The town was administered in an informal way. It was freer  in style than many others because it was not tightly controlled by an aristocrat or town corporation. Though surrounded by the estates of the Earl Fitzwilliam, the Duke of Devonshire and the Duke of Norfolk, none of them controlled town affairs. Neither did it have a town corporation but instead there were three historic bodies, the Church Burgesses, the Cutlers’ Company and the Town Trustees, all of whose powers and resources were limited.  

Sheffield had considerable religious diversity and the strong influence of dissenters. This included highly educated and prominent citizens who before 1828 were denied access to public office and votes in elections.
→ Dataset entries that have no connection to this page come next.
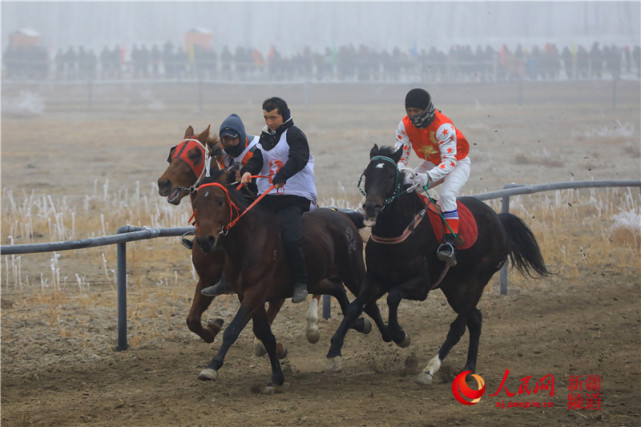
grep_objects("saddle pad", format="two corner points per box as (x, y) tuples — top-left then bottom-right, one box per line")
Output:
(418, 194), (478, 249)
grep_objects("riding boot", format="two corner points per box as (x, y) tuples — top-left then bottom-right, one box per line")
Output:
(200, 275), (234, 297)
(437, 233), (457, 267)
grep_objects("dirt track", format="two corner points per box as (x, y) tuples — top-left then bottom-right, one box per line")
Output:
(2, 268), (639, 426)
(2, 81), (640, 425)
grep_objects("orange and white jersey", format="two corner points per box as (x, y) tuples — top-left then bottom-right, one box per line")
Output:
(395, 110), (469, 182)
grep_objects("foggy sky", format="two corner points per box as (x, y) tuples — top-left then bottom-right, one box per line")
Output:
(2, 1), (640, 55)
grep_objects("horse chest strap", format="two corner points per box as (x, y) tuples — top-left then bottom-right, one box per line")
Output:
(370, 210), (426, 245)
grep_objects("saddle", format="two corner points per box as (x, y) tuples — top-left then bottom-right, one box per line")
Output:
(417, 194), (478, 250)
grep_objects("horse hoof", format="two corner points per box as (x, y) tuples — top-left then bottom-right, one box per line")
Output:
(198, 368), (218, 381)
(361, 318), (372, 335)
(208, 318), (224, 332)
(277, 343), (288, 359)
(325, 356), (343, 372)
(416, 372), (433, 385)
(395, 334), (411, 348)
(306, 325), (320, 344)
(254, 340), (267, 357)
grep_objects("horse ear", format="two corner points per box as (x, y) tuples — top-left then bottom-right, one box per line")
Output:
(369, 144), (379, 158)
(391, 146), (403, 163)
(184, 125), (194, 138)
(197, 125), (211, 143)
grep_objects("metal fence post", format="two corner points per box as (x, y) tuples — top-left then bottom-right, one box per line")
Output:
(87, 79), (93, 109)
(116, 240), (128, 350)
(499, 183), (520, 295)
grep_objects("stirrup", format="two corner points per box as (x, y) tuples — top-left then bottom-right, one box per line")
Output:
(181, 231), (194, 250)
(437, 242), (457, 267)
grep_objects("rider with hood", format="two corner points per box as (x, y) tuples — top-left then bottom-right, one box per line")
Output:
(200, 113), (259, 297)
(216, 113), (259, 174)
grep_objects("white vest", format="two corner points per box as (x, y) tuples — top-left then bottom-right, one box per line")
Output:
(257, 129), (317, 204)
(223, 135), (259, 167)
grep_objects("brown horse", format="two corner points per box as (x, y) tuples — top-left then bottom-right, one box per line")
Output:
(326, 145), (549, 383)
(157, 125), (228, 344)
(191, 175), (386, 391)
(157, 127), (317, 356)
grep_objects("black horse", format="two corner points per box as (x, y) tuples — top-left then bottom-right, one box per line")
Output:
(326, 145), (549, 383)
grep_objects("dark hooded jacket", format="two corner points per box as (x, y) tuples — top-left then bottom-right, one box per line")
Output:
(219, 113), (256, 158)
Dissenters resented these restrictions and leaned towards radical politics. Sheffield also had a strong temperance movement encouraging people to sign pledges to abstain from alcohol and campaigning for prohibition. Many nonconformists were also temperance campaigners.

At the same time Sheffield’s industrial developments led to growing tensions between the artisans and the master manufacturers. The artisans were mostly semi-independent, literate and numerate although vulnerable to adverse trading conditions, to sharp practices and to the master manufacturers who increasingly dominated their trades.

During this period Sheffield was one of the main centres for trade union organisation and agitation in the UK. In the 1860s, this culminated in the Sheffield Outrages where acts of violence took place against employers and those who had not joined the Unions.